Skip to content

Repurpose hierarchical clustering for feature engineering

A while ago, I wrote about hierarchical clustering with a focus on clean implementation of this classic method.

In this short post, my goal is to repurpose it for consolidation of categorical features based on hypothesis testing. By consolidation I mean merge together values of a categorical variable which behave similarly with regard to the target variable (think default tag in credit risk modelling) in some statistical sense.

The idea is simple: when we merge clusters in the bottom up fashion a la hierarchical clustering, we could use p-value as a "distance". Here distince is in quote because p-value should actually be viewed as a similarity measure: lower p-value would reject the null that two clusters have the same distribution, therefore suggesting a large distributional distance. On the other hand, higher p-value would suggest a low distributional distance.

The most similar clusters would have the highest p-value, which we merge first. The clusering stops once p-values for all pairs of current clusters is lower than a pre-set threshold, say 0.05, indicating pairwise heteogeneity.

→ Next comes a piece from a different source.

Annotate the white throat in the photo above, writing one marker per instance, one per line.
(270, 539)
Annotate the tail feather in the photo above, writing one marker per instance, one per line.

Implementation is \(\varepsilon\)-away from the original one.

import heapq
import numpy as np
from scipy.stats import ks_2samp 

def ks_test(x, y):
    """ks_2samp expects 1d arrays. OK if X is 1d to begin with.
    we can implement a customized test depending on needs.  
    """
    return ks_2samp(x, y).pvalue

def test_clustering(X, test_func=ks_test, alpha=0.05):
    clusters = {i: [i] for i in range(len(X))}
    heap = []
    for i in clusters:
        for j in clusters:
            if i < j:
                p = test_func(clusters[i], clusters[j])
                heapq.heappush(heap, (-p, i, j))
    while heap:
        negp, i, j = heapq.heappop(heap)
        p = -negp
        if i not in clusters or j not in clusters:
            continue
        if p <= alpha:
            break
        clusters[i].extend(clusters[j])
        del clusters[j]
        for k in clusters:
            if k != i:
                p = test_func(X[clusters[i]], X[clusters[k]])
                heapq.heappush(heap, (-p, i, k))
    return list(clusters.values())